Foto di Filippo Romano


E adesso?

Un dettaglio, parrebbe, che però illumina bene una situazione generale: l’endogamia assoluta che regna tra salotti, istituzioni pubbliche e interessi privati. Chi si alza a dire beh, se ieri o domani, qualcuno è o sarà così clemente da non dire nemmeno bah? Per cui poi, arrivati al dunque, sembra di tornare a vedere quel che ha molte volte generato il populismo, in Italia e nel mondo: una classe dirigente distaccata dal mondo, chiusa in circoli autoreferenziali, che vive come un peso ogni critica e non ricorda il dovere del rapporto con la società. È una questione più grande, ma riguarda sicuramente anche il prossimo futuro della città di Milano.

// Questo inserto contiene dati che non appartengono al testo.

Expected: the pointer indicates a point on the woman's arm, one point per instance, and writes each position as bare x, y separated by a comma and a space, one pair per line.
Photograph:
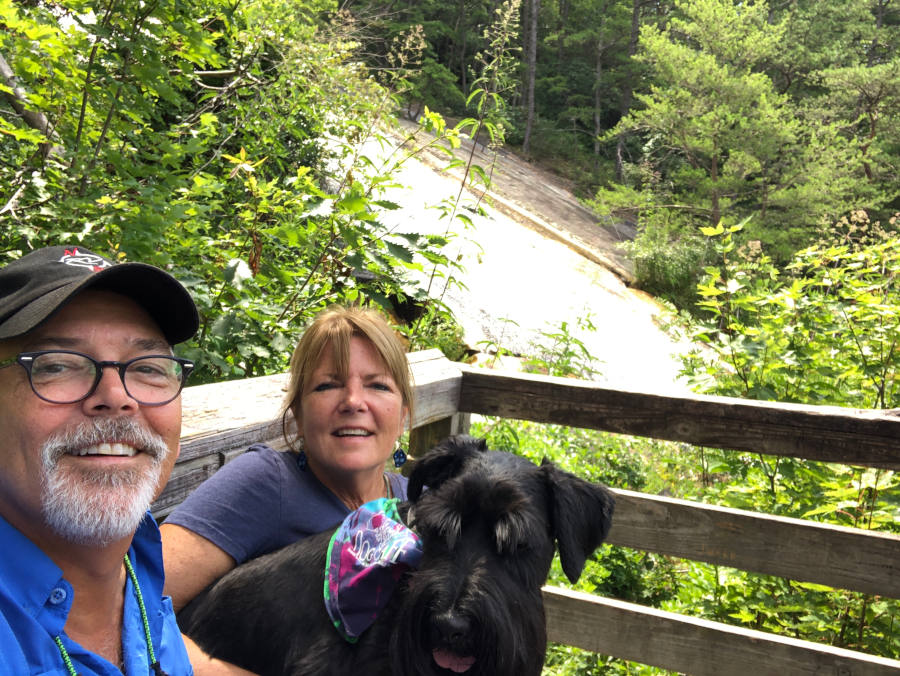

Sala ha provato a insistere – non è chiaro a chi scrive se credendoci davvero, o per il puntiglio di dimostrare che tante critiche non avrebbero comunque fatto di lui un perdente – sull’ipotesi impossibile di un terzo mandato. Un’altra impuntatura che è ragionevole ritenere archiviata, come quella sul Salva-Milano. Le due questioni di fondo però restano sul tavolo. Come si uscirà dal pantano edilizio-urbanistico che è derivato dalle inchieste della procura su una prassi urbanistica inveterata quanto evidentemente disinvolta? Quel salva-Milano non era una soluzione, ma una soluzione serve, e lo sanno tutti quanti osservano – innocenti e impotenti – la paralisi degli uffici comunali. E cosa si inventerà la politica, se esiste ancora, per immaginare un futuro per il suo ruolo in una città che, altrimenti, ha già dimostrato di sapersela cavare benissimo da sola, autogovernandosi, cioè facendosi governare senza infingimenti e mediazioni, dal “mercato”, continuando comunque ad offrire opportunità e casa, per lo più a chi ha già avuto molto della prima cosa, e può scegliere dove mettere la seconda?

Sono domande cruciali, ben più del destino di una media città europea – che comunque sopravviverà “dignitosamente” e continuerà a fare bella figura in un paese moribondo -, perché riguardano le basi dello stare insieme in democrazia, in un’epoca che ha dimenticato il dovere e il valore della pianificazione politica, e adesso conta i cocci, sperando che non siano troppo piccoli per rimettere insieme il vaso. A essere ottimisti, la galassia di casini esplosi in serie nel capoluogo lombardo sono un’ottima occasione di lavoro. Un bel laboratorio per provare a rifondare un modo di progettare e amministrare. O anche, “solo”, di fare battaglia politica.